In the HumPhys course, I spend an inordinate amount of time on blood pressure, at least partly because my students are all pharmacy technicians and a chunk of their work day involves passing BP meds across the counter. I think we've all got the message now that snowing your chips with salt is bad for hypertension. Why? Because the salt gets into the circulatory system; as the concentration increases, water is retained by the kidneys to try to dilute the stuff; more fluid surging around in a finite volume of blood vessels drives up the pressure. It's more complicated than that. Nevertheless, physicians look at old white chaps like me and tell us to lay off the salt. NaCl is so ubiquitous in our diet that we're only recently teasing out the separate effects of the Na and the Cl.

It was a huge and disconcerting revelation to be told that almost all the IV rehydration bags which you see in hospital dramas [and cholera wards in the Third World] are 'normal saline' or 0.9% NaCl. I really had no idea because I always ask our technical staff to make up Ringer's solution when the students are doing physiological experiments about osmosis and water balance. Ringer's solution is a precise mix of sodium Na, potassium K and calcium Ca ions dissolved in water at concentrations determined by Sydney Ringer [R looking patrician, biog] in the 1880s to be optimum for keeping a vertebrate heart beating. You should know that a jolt of potassium chloride is the final fatal step in the process of 'humane' judicial killing in the USA, so you want to go easy on the potassium. Normal homeostatic function is all about the correct balance: like Goldilocks's porridge everything has to be just right. Normal nervous transmission and normal muscle contraction both depend on the relative concentration of Na, K, & Ca inside and outside the cells. It might be a little thoughtless to be topping up the tank of sick people with a lot of Na and Cl and not the other ingredients of normal blood. After Dr Ringer passed away, in the 1930s Ringer's solution was gussied up with a bit of lactic acid:
  • Na 130 mmol/L
  • Cl 109 mmol/L
  • Lactate 28 mmol/L
  • K 4 mmol/L
  • Ca 1.5 mmol/L
compare this to Normal Saline at 9g/lt or in moles:
  • Na 154 mmol/L
  • Cl 154 mmol/L
You can see that saline is much heavier on the sodium Na and especially on the Chloride Cl compared to Ringer's. That surplus Cl has to scavenged by the kidneys and peed out and that takes vital energy from a sick person fighting an infection or suffering from blood loss after a drive-by.  So much for the theory: after about 130 years of 'medicine' using normal saline, the NPR report cited above documents the first controlled study of whether saline is safe and efficacious. That study Balanced Crystalloids versus Saline in Critically Ill Adults by a team led by Dr Todd Rice at Vanderbilt University Medical Center, Nashville, TN. is behind a paywall at NEJM. Those balanced crystalloids are either Ringer's Lactate or some proprietal stuff called Plasma-lyte which costs 10x as much. The Boys from Vanderbilt had 15,000 patients in their ICU in need of drips and gave half of them saline and half balanced crystalloids and counted the adverse outcomes. It's Boys advisedly because the authors split 16 blokes v 3 women. The tallied outcomes were death, dialysis or crumped kidneys DDK. Those are big numbers: 15% of those on saline clocked up a DDK; while only 14% of those on Ringer lactate did so. 1% difference looks little enough, but on such a large sample it suggests that 75 dead or damaged people given saline would still be alive if they'd gotten Ringer's.

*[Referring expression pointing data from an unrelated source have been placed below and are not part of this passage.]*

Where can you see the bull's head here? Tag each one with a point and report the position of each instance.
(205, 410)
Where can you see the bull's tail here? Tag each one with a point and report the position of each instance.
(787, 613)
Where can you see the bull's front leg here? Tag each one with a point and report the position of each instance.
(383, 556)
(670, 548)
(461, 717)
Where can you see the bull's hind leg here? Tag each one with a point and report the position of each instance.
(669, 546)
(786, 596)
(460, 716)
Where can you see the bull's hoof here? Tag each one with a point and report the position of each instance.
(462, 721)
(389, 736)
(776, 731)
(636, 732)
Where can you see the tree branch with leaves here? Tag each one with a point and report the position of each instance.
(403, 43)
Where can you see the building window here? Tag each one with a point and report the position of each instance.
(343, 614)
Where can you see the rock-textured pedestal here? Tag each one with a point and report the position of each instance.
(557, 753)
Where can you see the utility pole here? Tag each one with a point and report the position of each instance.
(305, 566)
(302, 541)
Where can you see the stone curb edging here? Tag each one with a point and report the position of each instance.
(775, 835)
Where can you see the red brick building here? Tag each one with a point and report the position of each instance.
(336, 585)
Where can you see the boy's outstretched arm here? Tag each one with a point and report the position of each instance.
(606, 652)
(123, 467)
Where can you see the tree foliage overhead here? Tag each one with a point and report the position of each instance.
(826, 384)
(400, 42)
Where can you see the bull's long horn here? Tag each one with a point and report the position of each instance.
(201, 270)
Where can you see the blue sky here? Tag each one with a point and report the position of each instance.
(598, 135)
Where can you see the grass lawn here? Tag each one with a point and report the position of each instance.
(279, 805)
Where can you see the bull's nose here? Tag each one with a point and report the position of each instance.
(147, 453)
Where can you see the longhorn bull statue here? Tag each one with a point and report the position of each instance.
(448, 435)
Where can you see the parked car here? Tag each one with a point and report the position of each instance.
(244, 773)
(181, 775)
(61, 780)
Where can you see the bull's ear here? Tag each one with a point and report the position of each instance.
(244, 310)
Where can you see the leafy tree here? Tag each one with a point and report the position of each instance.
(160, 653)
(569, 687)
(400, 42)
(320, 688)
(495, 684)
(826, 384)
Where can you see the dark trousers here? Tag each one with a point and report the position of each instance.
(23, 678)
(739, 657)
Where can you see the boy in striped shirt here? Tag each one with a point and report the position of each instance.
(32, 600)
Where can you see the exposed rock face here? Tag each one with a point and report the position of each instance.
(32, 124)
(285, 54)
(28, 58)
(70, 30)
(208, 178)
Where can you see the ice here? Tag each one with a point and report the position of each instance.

One of the handiest ways to compare the efficacy of healthcare outcomes is NNT (Number needed to treat). To how many people do you have to apply a therapy to secure a single positive outcome? Here above they applied saline to 7500 patients and killed 75 of them; or they would have been saced given Ringer's ie NNT = 100. Compare that to NNT of 125 when using statins to prevent a fatal stroke. Or requiring 1600 healthy people to take aspirin for a year to prevent 1 heart attack. These NNT calculations are entirely independent of the co$$$t of the interventions. Saline vs Ringer's is cost neutral. Aspirin is really cheap. Statins otoh are a $19billion/year industry.
Source: MeFi where there is interesting
commentary from drippers and drippees.